Section 2: API Threading Guarantees

Each plugin interface may be called by different threads depending on how the command that triggers it is delivered — whether from a configuration file processed at startup or from a remote client such as ldmsd_controller or maestro. The following describes which thread is responsible for calling each interface.

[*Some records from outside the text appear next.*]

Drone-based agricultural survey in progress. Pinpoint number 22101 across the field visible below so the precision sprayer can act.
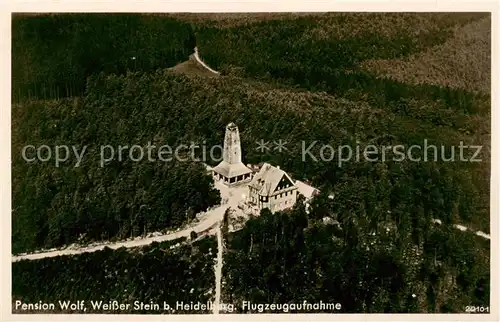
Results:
[465,306,490,313]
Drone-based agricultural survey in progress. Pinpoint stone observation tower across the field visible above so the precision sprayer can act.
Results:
[212,123,252,186]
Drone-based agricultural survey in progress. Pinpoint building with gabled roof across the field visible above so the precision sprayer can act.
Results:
[248,163,298,212]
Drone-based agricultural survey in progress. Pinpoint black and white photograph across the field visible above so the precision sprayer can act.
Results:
[4,2,498,321]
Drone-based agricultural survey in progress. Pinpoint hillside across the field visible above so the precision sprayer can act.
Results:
[12,13,491,313]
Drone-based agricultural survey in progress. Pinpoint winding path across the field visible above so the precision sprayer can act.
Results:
[213,222,224,314]
[194,47,220,75]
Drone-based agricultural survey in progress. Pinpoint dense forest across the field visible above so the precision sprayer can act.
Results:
[12,75,220,253]
[224,198,489,313]
[12,13,196,101]
[12,13,491,313]
[12,237,217,314]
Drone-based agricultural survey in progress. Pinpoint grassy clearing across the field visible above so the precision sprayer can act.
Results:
[362,17,491,94]
[170,55,219,77]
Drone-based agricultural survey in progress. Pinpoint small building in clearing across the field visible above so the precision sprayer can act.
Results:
[248,163,298,212]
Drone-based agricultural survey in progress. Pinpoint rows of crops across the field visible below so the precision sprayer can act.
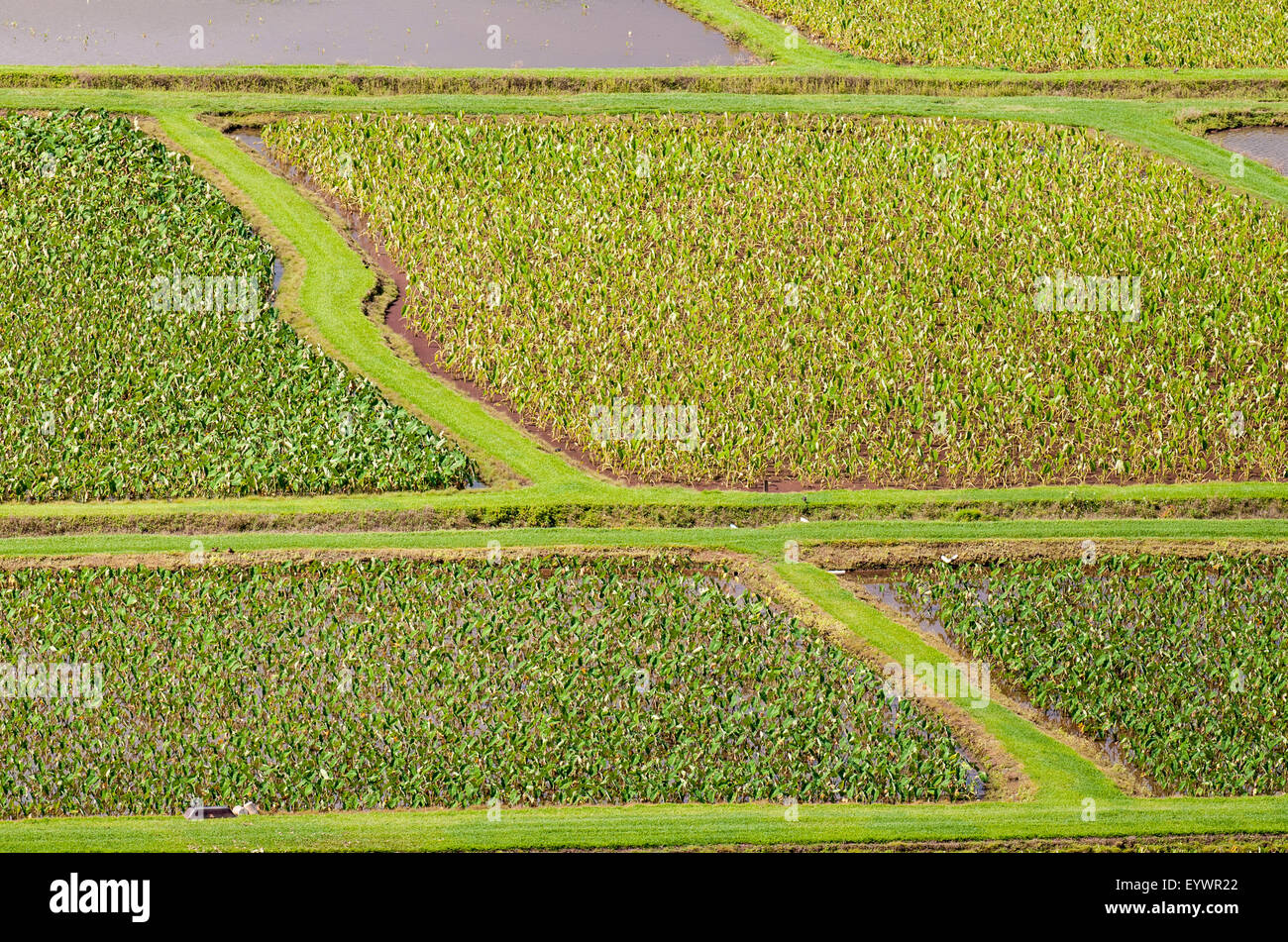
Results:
[265,115,1288,486]
[748,0,1288,70]
[0,113,476,500]
[0,558,979,816]
[899,556,1288,795]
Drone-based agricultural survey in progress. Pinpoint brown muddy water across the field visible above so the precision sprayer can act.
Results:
[1208,128,1288,176]
[0,0,754,68]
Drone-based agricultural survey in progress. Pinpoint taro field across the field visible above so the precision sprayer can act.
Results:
[750,0,1288,72]
[0,112,477,502]
[266,115,1288,487]
[898,555,1288,795]
[0,556,984,817]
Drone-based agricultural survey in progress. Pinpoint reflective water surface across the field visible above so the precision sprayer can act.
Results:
[0,0,751,68]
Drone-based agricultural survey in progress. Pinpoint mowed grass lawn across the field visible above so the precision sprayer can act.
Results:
[266,115,1288,486]
[748,0,1288,72]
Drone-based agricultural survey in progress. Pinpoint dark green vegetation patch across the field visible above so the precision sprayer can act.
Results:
[899,554,1288,795]
[0,113,476,500]
[0,558,979,817]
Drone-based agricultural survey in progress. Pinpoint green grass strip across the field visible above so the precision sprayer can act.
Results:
[148,112,576,483]
[776,563,1122,804]
[0,797,1288,852]
[0,520,1288,560]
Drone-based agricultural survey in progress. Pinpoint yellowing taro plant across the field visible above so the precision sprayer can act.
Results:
[0,113,474,500]
[897,556,1288,795]
[266,115,1288,486]
[748,0,1288,72]
[0,558,980,817]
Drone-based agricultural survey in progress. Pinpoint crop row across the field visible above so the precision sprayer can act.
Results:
[748,0,1288,72]
[265,115,1288,486]
[898,556,1288,795]
[0,558,980,816]
[0,113,476,500]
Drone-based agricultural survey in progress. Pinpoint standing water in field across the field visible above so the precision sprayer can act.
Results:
[1210,128,1288,176]
[0,0,751,68]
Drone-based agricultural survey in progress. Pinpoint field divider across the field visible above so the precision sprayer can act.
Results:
[774,563,1124,809]
[158,112,583,483]
[0,519,1288,560]
[0,797,1288,852]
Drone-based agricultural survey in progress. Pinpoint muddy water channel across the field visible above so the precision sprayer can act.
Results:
[1208,128,1288,176]
[0,0,752,68]
[845,572,1153,787]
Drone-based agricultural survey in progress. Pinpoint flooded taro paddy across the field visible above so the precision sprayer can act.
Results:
[1210,128,1288,176]
[0,0,752,68]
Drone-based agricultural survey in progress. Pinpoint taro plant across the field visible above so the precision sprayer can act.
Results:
[0,558,979,817]
[266,115,1288,486]
[0,112,477,500]
[898,555,1288,795]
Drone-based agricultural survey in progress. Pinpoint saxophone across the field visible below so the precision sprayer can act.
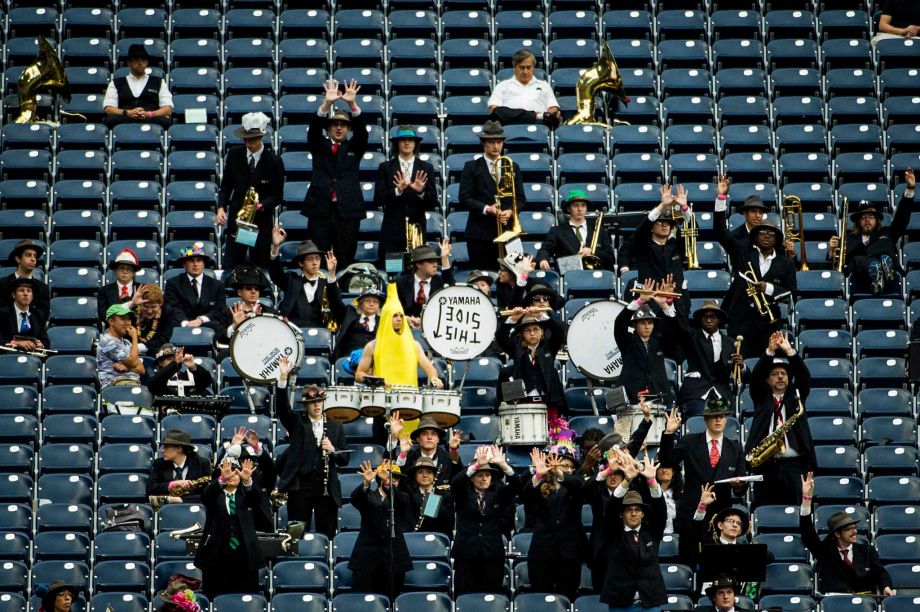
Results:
[319,271,339,332]
[744,389,805,468]
[150,474,213,512]
[581,211,604,270]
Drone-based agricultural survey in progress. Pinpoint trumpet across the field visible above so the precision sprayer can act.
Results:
[406,217,425,252]
[581,211,604,270]
[783,196,808,271]
[630,286,684,300]
[492,155,525,259]
[741,262,777,323]
[831,197,850,272]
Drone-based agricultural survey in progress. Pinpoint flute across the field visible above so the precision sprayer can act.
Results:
[498,306,553,317]
[732,336,744,387]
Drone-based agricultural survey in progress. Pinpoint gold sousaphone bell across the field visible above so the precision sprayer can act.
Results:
[564,40,627,128]
[13,36,86,125]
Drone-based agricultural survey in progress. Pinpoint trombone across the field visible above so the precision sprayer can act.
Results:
[492,155,526,259]
[783,196,808,272]
[739,262,778,323]
[831,196,850,272]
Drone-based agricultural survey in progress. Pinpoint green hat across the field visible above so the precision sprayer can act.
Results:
[565,189,591,210]
[105,304,134,321]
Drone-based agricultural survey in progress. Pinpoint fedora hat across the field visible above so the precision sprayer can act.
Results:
[412,244,441,263]
[693,300,726,321]
[620,491,651,512]
[712,506,751,535]
[300,385,326,406]
[228,264,268,290]
[176,242,214,264]
[479,121,505,140]
[160,429,195,450]
[409,417,447,442]
[563,189,591,212]
[294,240,323,263]
[749,219,785,243]
[233,113,271,138]
[827,510,859,533]
[850,200,884,223]
[7,239,45,266]
[706,574,741,599]
[738,196,770,213]
[390,125,423,143]
[326,108,351,126]
[406,457,438,478]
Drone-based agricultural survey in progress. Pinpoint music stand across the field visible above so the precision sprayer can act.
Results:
[700,544,769,582]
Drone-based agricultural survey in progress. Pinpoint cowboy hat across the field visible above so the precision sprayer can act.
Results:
[233,113,271,138]
[409,417,447,442]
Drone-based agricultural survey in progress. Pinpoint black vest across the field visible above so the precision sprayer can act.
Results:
[113,74,163,111]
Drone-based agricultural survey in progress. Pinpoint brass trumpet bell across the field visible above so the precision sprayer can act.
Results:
[565,41,627,128]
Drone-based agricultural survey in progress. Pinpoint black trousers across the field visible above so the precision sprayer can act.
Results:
[751,457,805,510]
[454,557,505,595]
[351,567,406,600]
[288,491,339,542]
[527,556,581,601]
[307,214,361,271]
[102,114,172,130]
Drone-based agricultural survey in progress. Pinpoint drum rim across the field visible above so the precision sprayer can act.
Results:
[565,300,627,382]
[419,285,499,362]
[228,313,305,384]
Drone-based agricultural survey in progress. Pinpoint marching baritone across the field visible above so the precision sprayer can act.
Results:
[275,357,348,541]
[744,332,817,509]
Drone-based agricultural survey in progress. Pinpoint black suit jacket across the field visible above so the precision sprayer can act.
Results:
[450,471,521,559]
[0,272,51,321]
[147,453,211,502]
[613,308,677,405]
[601,496,667,608]
[275,389,348,506]
[301,114,367,219]
[632,215,690,317]
[0,306,53,348]
[672,317,735,402]
[195,479,271,571]
[521,475,588,563]
[217,146,284,265]
[799,515,894,593]
[163,273,230,333]
[496,316,567,412]
[348,483,412,572]
[268,257,347,327]
[396,268,454,317]
[537,219,613,270]
[458,157,527,241]
[658,432,747,533]
[374,157,438,252]
[744,353,817,474]
[96,283,137,321]
[713,211,797,325]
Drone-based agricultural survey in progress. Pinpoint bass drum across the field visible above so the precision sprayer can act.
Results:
[422,286,498,361]
[230,314,304,384]
[566,301,626,381]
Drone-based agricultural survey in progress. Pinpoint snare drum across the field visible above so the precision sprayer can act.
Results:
[498,404,547,446]
[325,387,361,423]
[387,385,423,421]
[422,389,460,429]
[358,387,387,416]
[614,404,668,446]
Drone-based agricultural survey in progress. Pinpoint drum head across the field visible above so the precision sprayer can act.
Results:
[566,301,626,380]
[422,286,498,361]
[230,315,303,383]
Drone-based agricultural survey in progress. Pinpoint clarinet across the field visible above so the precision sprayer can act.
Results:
[319,410,329,497]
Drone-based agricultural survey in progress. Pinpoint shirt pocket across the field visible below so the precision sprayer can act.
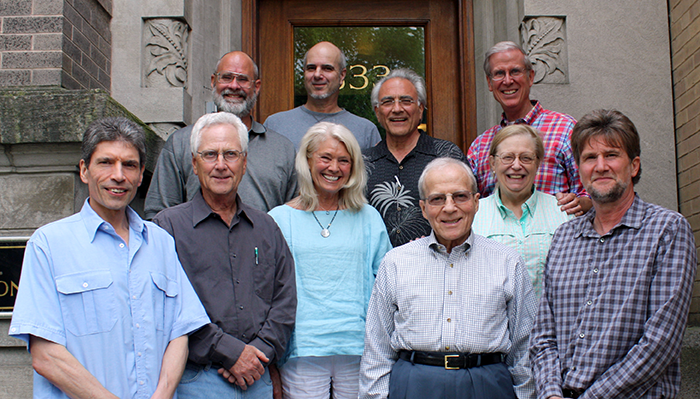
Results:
[151,272,179,331]
[55,270,117,336]
[253,259,275,306]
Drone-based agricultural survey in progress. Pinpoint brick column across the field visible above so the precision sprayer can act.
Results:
[0,0,112,92]
[669,0,700,326]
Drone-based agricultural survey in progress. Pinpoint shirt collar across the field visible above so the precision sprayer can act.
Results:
[576,192,645,238]
[366,129,437,162]
[427,231,474,255]
[501,100,543,127]
[491,186,539,219]
[80,197,148,243]
[248,119,267,136]
[190,188,254,227]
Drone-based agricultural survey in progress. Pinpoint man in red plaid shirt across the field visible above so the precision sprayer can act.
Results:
[467,42,591,215]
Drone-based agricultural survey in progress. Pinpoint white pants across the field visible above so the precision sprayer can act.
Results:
[280,355,360,399]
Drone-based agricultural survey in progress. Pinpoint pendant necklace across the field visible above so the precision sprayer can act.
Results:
[311,207,340,238]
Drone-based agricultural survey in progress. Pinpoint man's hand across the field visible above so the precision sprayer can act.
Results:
[219,345,269,390]
[555,193,593,216]
[267,364,282,399]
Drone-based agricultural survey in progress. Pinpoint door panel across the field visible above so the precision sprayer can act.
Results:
[243,0,476,150]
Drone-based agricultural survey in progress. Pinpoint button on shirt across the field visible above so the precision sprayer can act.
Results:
[10,201,209,398]
[153,190,297,369]
[530,196,697,399]
[362,132,467,247]
[359,233,536,399]
[467,101,586,198]
[472,188,574,299]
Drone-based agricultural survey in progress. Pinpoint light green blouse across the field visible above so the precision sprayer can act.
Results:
[472,188,573,299]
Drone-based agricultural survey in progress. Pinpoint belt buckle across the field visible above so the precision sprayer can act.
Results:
[445,355,459,370]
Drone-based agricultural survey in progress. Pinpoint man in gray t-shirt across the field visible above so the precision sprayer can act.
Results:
[145,51,297,219]
[264,42,381,149]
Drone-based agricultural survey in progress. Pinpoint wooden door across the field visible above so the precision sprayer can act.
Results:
[242,0,477,150]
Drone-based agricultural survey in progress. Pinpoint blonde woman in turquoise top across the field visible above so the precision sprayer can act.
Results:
[269,122,391,399]
[472,125,573,298]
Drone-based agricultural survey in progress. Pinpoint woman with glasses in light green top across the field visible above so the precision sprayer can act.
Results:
[472,125,573,298]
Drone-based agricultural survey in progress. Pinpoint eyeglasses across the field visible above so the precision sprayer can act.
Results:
[214,72,253,89]
[491,68,525,82]
[379,97,416,108]
[423,191,476,206]
[494,152,537,166]
[197,150,245,163]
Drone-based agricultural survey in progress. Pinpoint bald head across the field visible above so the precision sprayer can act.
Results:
[211,51,262,119]
[304,42,347,71]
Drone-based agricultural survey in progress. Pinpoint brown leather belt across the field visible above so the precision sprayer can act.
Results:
[399,351,506,370]
[561,389,583,399]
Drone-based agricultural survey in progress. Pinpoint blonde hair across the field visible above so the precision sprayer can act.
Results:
[489,124,544,167]
[295,122,367,212]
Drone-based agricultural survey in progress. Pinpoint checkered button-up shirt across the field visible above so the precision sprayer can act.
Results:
[359,233,537,399]
[467,101,586,197]
[530,196,697,399]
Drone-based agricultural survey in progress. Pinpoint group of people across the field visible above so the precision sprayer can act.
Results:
[10,42,697,399]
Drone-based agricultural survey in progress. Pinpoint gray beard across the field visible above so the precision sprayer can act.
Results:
[586,183,628,204]
[213,89,258,118]
[307,86,340,100]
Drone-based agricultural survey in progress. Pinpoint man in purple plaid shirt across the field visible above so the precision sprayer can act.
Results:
[530,110,697,399]
[467,42,591,215]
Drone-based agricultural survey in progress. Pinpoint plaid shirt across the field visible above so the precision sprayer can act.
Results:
[530,196,697,399]
[359,233,537,399]
[467,101,587,198]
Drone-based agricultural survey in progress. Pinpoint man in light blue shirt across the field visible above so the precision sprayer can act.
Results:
[10,118,209,399]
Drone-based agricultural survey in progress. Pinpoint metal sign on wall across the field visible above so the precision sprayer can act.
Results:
[0,237,29,316]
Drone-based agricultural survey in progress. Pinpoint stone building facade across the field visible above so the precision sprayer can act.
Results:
[669,0,700,326]
[0,0,700,399]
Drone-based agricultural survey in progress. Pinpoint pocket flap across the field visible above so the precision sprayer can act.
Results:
[151,272,178,297]
[56,270,112,294]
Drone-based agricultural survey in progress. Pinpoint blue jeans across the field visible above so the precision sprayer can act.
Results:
[177,362,272,399]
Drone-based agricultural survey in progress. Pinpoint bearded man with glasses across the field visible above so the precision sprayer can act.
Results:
[145,51,297,219]
[359,158,537,399]
[362,68,467,247]
[467,42,592,215]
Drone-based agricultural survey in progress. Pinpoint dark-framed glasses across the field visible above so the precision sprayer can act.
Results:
[379,96,416,108]
[423,191,476,206]
[197,150,245,163]
[494,152,537,166]
[214,71,253,89]
[491,68,525,82]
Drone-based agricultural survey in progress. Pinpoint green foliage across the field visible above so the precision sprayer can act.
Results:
[294,26,425,137]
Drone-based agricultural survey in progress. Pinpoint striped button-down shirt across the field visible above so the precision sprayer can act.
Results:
[530,196,697,399]
[360,233,537,399]
[467,101,586,197]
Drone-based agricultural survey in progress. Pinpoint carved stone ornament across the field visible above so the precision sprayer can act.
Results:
[520,17,569,83]
[144,18,190,87]
[148,122,185,140]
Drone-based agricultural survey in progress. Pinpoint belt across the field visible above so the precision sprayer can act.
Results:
[561,389,583,399]
[399,351,506,370]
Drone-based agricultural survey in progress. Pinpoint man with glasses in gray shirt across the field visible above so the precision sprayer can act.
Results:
[153,112,297,399]
[145,51,297,219]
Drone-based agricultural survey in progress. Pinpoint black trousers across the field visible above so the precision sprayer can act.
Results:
[389,359,516,399]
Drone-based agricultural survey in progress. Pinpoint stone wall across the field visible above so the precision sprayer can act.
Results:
[669,0,700,325]
[0,0,112,91]
[62,0,112,92]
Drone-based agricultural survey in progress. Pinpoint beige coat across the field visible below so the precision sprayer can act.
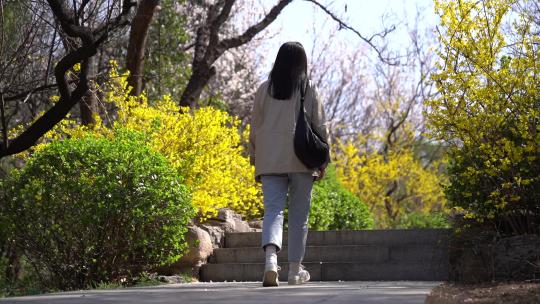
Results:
[249,81,328,181]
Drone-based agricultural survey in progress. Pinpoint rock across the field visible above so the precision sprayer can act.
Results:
[199,222,225,248]
[199,208,253,248]
[157,275,197,284]
[248,220,262,229]
[158,226,214,277]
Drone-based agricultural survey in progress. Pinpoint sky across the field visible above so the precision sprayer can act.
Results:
[259,0,437,70]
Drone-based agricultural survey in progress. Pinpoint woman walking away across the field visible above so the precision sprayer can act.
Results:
[249,42,328,286]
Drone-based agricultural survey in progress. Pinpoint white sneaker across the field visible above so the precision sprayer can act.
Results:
[288,265,310,285]
[263,264,280,287]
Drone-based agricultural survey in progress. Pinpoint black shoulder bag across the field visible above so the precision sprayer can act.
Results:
[294,83,330,169]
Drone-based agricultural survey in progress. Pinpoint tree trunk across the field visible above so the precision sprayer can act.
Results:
[126,0,159,96]
[79,55,97,126]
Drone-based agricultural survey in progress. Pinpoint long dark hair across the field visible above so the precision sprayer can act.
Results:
[268,42,307,99]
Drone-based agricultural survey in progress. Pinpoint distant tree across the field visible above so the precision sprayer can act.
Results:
[0,0,135,157]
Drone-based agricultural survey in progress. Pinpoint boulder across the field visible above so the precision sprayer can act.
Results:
[158,226,214,277]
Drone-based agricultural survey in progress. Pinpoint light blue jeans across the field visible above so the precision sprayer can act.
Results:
[261,173,313,263]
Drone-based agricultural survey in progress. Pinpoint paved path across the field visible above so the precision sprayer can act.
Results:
[0,281,438,304]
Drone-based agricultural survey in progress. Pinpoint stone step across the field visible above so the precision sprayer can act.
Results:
[200,262,448,282]
[225,229,450,248]
[209,244,448,263]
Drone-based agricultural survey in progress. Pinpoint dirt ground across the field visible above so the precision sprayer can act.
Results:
[426,282,540,304]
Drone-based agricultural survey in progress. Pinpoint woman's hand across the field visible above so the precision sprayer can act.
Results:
[315,166,326,181]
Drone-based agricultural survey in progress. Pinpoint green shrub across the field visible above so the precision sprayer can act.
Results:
[309,166,373,230]
[2,129,194,290]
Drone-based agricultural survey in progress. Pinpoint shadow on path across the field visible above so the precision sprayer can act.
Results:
[0,281,439,304]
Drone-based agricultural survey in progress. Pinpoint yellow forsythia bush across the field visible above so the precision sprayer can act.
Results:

Diagram mapping config commands to plugin interface calls

Config Commands to Sampler Plugin Interface Calls

  • constructor() is called by the thread handling the load configuration command:

    • worker thread when the load command is in config files

    • IO thread when the load command is sent by a remote client such as ldmsd_controller or maestro

  • usage() is called by the thread handling the usage configuration command:

    • IO thread typically calls usage() because it makes most sense for users to use it in ldmsd_controller

    • usage() is expected to return an immutable string of a short description of the plugin and how to configure it

  • config() is called by:

    • worker thread when the command is in config files

    • IO thread when the command is sent by a remote client such as ldmsd_controller or maestro

  • sample() is only called by a single thread:

    • a worker thread shared with other ldmsd’s operations (e.g., other sampler plugin’s sample() calls)

    • a dedicated thread created by ldmsd at the config time if the plugin instance is configured to have a dedicated sampling thread

  • destructor() can be called by either a worker thread or an IO thread. It is called when the reference of the plugin configuration object reaches zero.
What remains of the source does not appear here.